Our MBA grads are still coming out of schools trained in 15 year old theories of push-based marketing, and are expecting the world to recognize and reward that.

Our intellectuals are still only listening to people that speak synonymously to themselves.

Our business managers are still only looking around themselves in the local country to make decisions on how to compete with each other on basic business tactics such as limiting supply to inflate prices on shipments.

This follows the economics of Scarcity, and we live in a New World which follows the Economics of Abundance / Long-tail economics, economics of micro-packaging, etc.

What about the rest of the world. So who is “getting it” — who are the leading business innovators today?

Interestingly enough, its the same people.

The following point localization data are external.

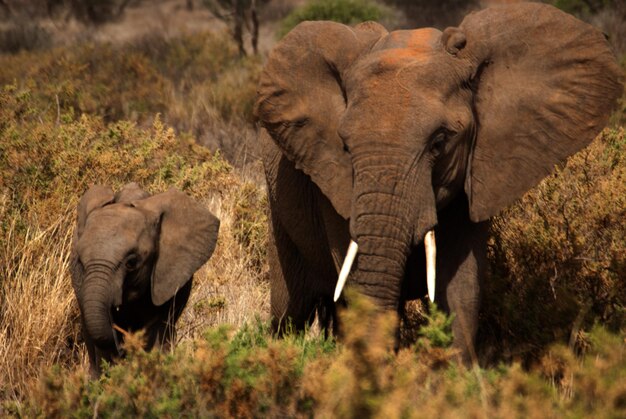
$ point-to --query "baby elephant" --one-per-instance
(133, 258)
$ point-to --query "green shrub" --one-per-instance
(349, 12)
(247, 373)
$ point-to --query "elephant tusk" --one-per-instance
(431, 262)
(345, 269)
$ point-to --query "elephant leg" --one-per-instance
(94, 367)
(304, 228)
(461, 265)
(292, 300)
(162, 332)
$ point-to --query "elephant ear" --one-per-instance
(546, 84)
(301, 100)
(188, 233)
(96, 197)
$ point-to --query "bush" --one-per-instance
(247, 373)
(45, 166)
(349, 12)
(558, 258)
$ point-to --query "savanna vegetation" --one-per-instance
(175, 110)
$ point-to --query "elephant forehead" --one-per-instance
(413, 45)
(115, 224)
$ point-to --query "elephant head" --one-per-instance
(130, 246)
(393, 126)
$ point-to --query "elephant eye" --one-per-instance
(438, 142)
(132, 262)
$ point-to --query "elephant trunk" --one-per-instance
(96, 303)
(390, 215)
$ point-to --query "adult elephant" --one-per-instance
(132, 261)
(384, 138)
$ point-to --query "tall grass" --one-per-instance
(45, 168)
(114, 114)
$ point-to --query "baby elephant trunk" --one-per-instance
(96, 305)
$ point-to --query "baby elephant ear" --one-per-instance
(187, 239)
(96, 197)
(546, 84)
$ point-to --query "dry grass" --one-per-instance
(61, 131)
(38, 318)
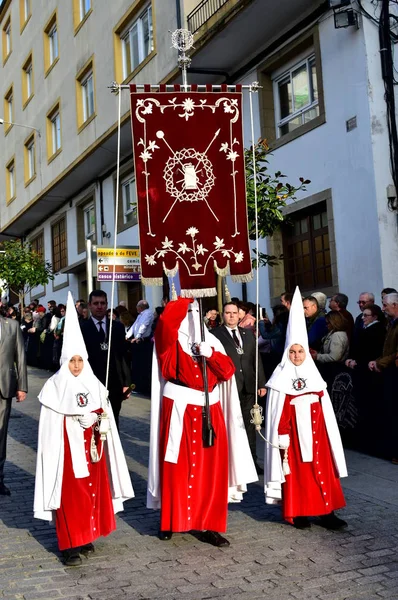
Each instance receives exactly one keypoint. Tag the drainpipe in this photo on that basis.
(178, 14)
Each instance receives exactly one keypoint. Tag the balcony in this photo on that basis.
(232, 35)
(203, 13)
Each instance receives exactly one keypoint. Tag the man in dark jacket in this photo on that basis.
(315, 321)
(240, 345)
(96, 337)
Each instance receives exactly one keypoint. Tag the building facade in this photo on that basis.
(322, 110)
(321, 107)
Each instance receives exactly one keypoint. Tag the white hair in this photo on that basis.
(369, 294)
(391, 298)
(321, 298)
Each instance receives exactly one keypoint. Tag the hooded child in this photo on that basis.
(82, 477)
(191, 483)
(300, 418)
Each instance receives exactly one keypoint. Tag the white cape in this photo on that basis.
(241, 469)
(273, 471)
(50, 457)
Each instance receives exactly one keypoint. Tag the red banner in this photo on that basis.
(191, 191)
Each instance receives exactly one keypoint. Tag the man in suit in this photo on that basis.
(95, 332)
(240, 345)
(13, 382)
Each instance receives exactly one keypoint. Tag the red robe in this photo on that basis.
(312, 488)
(194, 491)
(86, 510)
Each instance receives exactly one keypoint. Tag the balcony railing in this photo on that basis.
(202, 13)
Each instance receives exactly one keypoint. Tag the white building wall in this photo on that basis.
(353, 164)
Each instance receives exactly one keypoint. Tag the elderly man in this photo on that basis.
(13, 382)
(339, 302)
(141, 350)
(315, 321)
(286, 299)
(390, 349)
(240, 346)
(364, 298)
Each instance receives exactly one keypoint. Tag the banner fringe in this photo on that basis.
(170, 272)
(201, 293)
(152, 280)
(246, 278)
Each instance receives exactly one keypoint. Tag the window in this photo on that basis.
(85, 94)
(134, 40)
(307, 250)
(81, 10)
(129, 202)
(8, 109)
(85, 6)
(27, 81)
(89, 221)
(297, 96)
(24, 12)
(10, 181)
(59, 247)
(137, 42)
(85, 223)
(7, 46)
(291, 98)
(50, 43)
(37, 245)
(29, 159)
(54, 132)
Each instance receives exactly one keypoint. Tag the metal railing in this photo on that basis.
(202, 13)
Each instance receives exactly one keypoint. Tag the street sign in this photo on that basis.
(124, 265)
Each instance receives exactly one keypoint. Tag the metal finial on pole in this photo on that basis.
(182, 40)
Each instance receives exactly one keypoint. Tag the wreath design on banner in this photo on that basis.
(188, 173)
(196, 252)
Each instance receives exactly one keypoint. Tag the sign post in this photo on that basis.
(120, 265)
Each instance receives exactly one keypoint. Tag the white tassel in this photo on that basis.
(286, 468)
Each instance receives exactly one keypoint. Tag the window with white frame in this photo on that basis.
(7, 32)
(129, 201)
(85, 6)
(87, 85)
(56, 131)
(137, 41)
(89, 220)
(9, 112)
(31, 158)
(53, 43)
(26, 10)
(296, 96)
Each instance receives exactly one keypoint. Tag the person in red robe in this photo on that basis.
(192, 486)
(301, 422)
(78, 439)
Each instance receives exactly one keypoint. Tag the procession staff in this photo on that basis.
(300, 417)
(190, 482)
(81, 478)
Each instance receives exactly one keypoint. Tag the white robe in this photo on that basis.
(50, 457)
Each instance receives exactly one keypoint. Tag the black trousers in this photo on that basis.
(5, 410)
(246, 404)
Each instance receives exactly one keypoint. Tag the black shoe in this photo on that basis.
(260, 470)
(301, 523)
(87, 549)
(4, 491)
(71, 557)
(214, 538)
(332, 522)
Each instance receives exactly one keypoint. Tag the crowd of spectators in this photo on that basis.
(357, 357)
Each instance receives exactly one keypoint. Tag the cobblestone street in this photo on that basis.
(267, 557)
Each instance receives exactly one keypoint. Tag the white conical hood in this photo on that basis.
(64, 392)
(73, 342)
(287, 377)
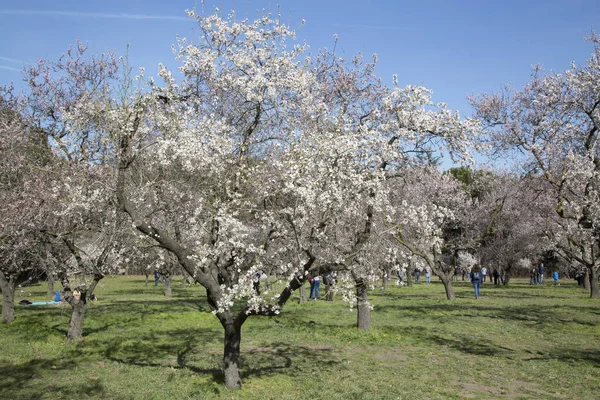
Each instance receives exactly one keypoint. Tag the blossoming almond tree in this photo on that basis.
(25, 180)
(428, 218)
(83, 218)
(554, 122)
(246, 165)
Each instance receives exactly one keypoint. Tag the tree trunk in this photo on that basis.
(363, 309)
(78, 314)
(386, 278)
(231, 355)
(168, 279)
(586, 280)
(302, 294)
(184, 280)
(8, 299)
(593, 275)
(448, 287)
(79, 307)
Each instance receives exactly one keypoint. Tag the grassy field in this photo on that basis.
(516, 342)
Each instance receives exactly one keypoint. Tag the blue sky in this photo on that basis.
(454, 48)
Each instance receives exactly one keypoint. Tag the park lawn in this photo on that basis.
(515, 342)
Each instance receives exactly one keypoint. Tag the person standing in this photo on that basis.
(428, 274)
(476, 279)
(314, 288)
(496, 276)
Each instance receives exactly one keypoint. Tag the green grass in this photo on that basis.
(516, 342)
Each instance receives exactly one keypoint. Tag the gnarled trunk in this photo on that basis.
(593, 275)
(79, 307)
(50, 293)
(8, 299)
(78, 314)
(386, 278)
(167, 281)
(363, 322)
(586, 280)
(302, 294)
(231, 354)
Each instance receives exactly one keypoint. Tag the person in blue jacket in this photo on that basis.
(476, 279)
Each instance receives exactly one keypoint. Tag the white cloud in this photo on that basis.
(13, 60)
(10, 68)
(78, 14)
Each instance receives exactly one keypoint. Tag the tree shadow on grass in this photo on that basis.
(22, 381)
(281, 358)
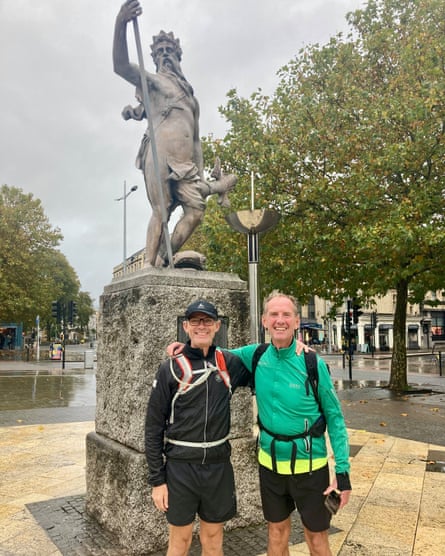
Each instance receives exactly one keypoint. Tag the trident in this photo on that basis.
(154, 151)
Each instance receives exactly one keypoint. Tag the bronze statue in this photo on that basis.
(175, 120)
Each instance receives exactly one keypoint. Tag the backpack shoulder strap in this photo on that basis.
(261, 348)
(222, 368)
(310, 358)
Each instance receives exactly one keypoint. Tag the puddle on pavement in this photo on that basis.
(45, 389)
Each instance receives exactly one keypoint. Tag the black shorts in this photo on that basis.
(204, 489)
(281, 494)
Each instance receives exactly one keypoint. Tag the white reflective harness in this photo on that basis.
(186, 383)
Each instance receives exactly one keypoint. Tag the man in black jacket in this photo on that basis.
(186, 435)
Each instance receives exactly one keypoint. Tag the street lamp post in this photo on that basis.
(124, 198)
(253, 222)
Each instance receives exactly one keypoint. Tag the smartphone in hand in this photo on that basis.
(332, 502)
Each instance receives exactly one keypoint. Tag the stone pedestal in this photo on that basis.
(139, 318)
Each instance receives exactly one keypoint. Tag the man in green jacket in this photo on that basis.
(294, 472)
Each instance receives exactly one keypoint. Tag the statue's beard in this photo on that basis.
(169, 64)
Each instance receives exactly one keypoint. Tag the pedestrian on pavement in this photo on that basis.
(186, 435)
(293, 463)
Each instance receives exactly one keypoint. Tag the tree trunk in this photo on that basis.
(398, 380)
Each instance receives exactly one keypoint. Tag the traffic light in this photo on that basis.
(72, 311)
(55, 309)
(356, 313)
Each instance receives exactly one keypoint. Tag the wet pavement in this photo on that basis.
(397, 449)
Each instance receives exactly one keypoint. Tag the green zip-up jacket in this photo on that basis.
(287, 407)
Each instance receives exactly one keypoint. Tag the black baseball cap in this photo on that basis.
(201, 306)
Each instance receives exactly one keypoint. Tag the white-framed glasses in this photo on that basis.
(206, 321)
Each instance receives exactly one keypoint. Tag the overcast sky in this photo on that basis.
(62, 135)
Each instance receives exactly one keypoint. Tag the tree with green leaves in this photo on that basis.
(33, 272)
(351, 152)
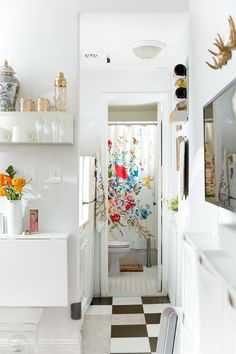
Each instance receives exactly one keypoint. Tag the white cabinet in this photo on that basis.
(210, 309)
(189, 343)
(209, 301)
(86, 265)
(191, 289)
(34, 270)
(229, 338)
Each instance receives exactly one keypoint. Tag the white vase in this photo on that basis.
(14, 217)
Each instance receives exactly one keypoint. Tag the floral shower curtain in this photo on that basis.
(132, 182)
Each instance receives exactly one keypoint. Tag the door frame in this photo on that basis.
(163, 221)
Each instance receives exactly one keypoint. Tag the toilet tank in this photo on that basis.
(34, 270)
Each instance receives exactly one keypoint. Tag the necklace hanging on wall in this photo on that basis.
(225, 50)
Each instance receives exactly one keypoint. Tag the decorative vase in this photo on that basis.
(9, 88)
(14, 217)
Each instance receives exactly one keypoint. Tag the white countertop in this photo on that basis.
(218, 261)
(37, 236)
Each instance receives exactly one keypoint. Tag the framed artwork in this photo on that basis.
(34, 217)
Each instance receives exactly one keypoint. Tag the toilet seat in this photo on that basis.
(118, 244)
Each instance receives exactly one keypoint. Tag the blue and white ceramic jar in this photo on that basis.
(9, 88)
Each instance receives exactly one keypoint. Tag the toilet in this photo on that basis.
(116, 250)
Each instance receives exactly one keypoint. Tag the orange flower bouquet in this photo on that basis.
(10, 186)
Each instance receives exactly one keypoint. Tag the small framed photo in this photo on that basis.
(34, 219)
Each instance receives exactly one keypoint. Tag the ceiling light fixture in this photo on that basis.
(147, 49)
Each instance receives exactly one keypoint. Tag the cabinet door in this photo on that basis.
(190, 289)
(229, 338)
(210, 310)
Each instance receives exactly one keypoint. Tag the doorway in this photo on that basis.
(110, 72)
(128, 137)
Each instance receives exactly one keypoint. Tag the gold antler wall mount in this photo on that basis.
(225, 50)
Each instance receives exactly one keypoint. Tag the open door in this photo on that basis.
(159, 196)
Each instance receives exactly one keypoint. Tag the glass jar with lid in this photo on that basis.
(60, 92)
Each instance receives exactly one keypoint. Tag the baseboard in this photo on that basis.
(44, 342)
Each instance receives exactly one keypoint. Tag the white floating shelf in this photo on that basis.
(27, 120)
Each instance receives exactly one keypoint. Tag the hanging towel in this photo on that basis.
(232, 180)
(224, 181)
(101, 210)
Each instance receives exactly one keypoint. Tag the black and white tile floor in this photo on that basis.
(132, 324)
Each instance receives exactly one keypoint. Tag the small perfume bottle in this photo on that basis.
(60, 92)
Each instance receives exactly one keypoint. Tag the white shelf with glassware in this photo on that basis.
(36, 127)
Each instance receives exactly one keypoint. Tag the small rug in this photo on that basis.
(131, 267)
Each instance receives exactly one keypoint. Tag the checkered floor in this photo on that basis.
(132, 324)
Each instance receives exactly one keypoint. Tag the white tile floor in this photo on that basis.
(134, 283)
(130, 345)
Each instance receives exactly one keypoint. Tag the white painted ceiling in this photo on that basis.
(112, 34)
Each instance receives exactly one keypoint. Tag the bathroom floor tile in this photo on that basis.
(154, 308)
(153, 344)
(99, 310)
(102, 301)
(122, 309)
(128, 331)
(127, 300)
(130, 345)
(153, 330)
(153, 318)
(128, 319)
(155, 299)
(122, 325)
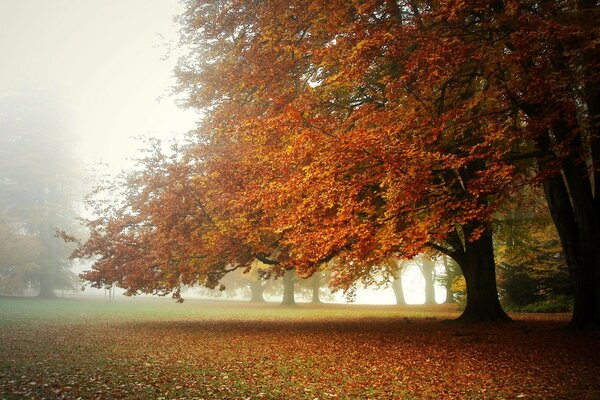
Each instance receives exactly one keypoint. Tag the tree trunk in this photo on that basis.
(398, 290)
(288, 288)
(315, 286)
(47, 285)
(427, 267)
(479, 269)
(573, 210)
(257, 289)
(581, 251)
(449, 292)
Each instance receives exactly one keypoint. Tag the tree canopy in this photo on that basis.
(360, 130)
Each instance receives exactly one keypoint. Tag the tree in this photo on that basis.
(39, 194)
(427, 267)
(532, 267)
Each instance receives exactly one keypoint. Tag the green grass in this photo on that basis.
(157, 349)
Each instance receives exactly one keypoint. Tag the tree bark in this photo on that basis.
(574, 213)
(257, 289)
(449, 292)
(479, 269)
(288, 288)
(315, 286)
(427, 267)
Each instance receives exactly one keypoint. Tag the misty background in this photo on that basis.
(80, 83)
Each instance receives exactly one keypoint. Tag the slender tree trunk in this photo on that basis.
(288, 288)
(479, 269)
(257, 289)
(449, 292)
(427, 267)
(315, 286)
(398, 290)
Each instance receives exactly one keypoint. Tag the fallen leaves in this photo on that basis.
(236, 351)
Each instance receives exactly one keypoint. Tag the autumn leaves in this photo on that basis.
(356, 131)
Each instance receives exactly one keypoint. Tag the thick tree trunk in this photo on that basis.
(315, 286)
(571, 203)
(580, 246)
(427, 267)
(398, 290)
(257, 289)
(479, 269)
(288, 288)
(47, 285)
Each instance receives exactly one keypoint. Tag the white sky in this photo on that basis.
(104, 60)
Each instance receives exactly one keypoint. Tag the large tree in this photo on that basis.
(39, 193)
(345, 136)
(403, 125)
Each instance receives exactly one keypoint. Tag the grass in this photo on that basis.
(157, 349)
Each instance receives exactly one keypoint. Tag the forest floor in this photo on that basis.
(157, 349)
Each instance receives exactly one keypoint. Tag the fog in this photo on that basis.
(99, 74)
(108, 63)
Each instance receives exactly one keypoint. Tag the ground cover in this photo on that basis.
(156, 349)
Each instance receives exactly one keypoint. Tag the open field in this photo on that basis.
(156, 349)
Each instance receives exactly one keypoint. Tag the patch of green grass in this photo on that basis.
(157, 349)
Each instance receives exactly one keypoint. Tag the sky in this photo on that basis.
(108, 63)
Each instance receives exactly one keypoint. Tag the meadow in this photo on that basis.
(157, 349)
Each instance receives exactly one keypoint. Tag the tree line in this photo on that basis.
(348, 132)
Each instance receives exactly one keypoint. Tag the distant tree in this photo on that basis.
(426, 265)
(531, 264)
(40, 186)
(448, 277)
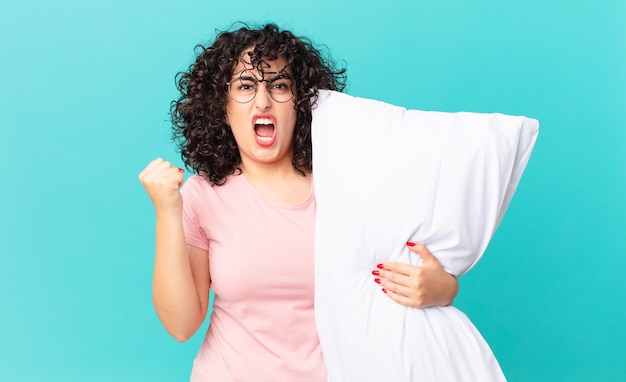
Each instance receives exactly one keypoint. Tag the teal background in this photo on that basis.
(84, 95)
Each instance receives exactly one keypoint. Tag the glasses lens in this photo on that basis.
(242, 90)
(281, 90)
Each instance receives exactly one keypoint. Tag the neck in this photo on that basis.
(281, 183)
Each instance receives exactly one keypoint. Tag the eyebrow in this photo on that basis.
(278, 76)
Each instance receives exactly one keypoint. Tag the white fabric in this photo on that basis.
(385, 175)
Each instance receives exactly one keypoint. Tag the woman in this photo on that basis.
(246, 226)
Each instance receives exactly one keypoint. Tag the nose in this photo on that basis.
(263, 100)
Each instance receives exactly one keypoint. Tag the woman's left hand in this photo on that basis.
(417, 286)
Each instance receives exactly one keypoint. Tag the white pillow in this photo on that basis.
(385, 175)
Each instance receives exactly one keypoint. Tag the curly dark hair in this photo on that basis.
(205, 141)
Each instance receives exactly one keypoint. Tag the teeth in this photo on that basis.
(263, 121)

Dell recognizes that consumers are the biggest influencers of business success today in the world of Prosumerism and community-driven products. As a result, the company has started a blog to share ideas directly with customers in Direct2Dell, and even allows its customers to give products ideas to them with Dell IdeaStorm

Does this work? Go to Idea Storm and look for yourself. In short, now the customers of Dell are telling them what products to make, what features to add, how to package them. Dell gets immediate forecasted demand and reduced risk on planning new product features, and all they have to do is make the products their customers want.

Brilliant! Surely these people have a lot to teach about the black art of innovation.

And oh yea, Walmart is at it too.

Walmart recognizes that the new-age distribution economies depend on micro-packaging of media as opposed to bulk pushing. With more and more consumers looking for the media they want, when they want it, and how they want it, and at the exact moment they think of it, Walmart has started a completely online movie purchase store.

There are a whole lot more people getting on the bandwagon this time, including the Wall Street Journal, TV gurus such as Michael Eisner, NBC and many others.

Even though some or a lot of these decisions look dumb at the moment, they could very well lead the pack with the calculated risks taken.

The interesting thing is, these innovative changes do not require $$MMs of investment in time or money — they are even less costly than the shady games of limiting supply and pushing political pressure on each other.

So instead of doing those, why dont we all just get together, integrate horizontally and push our business onto the world together?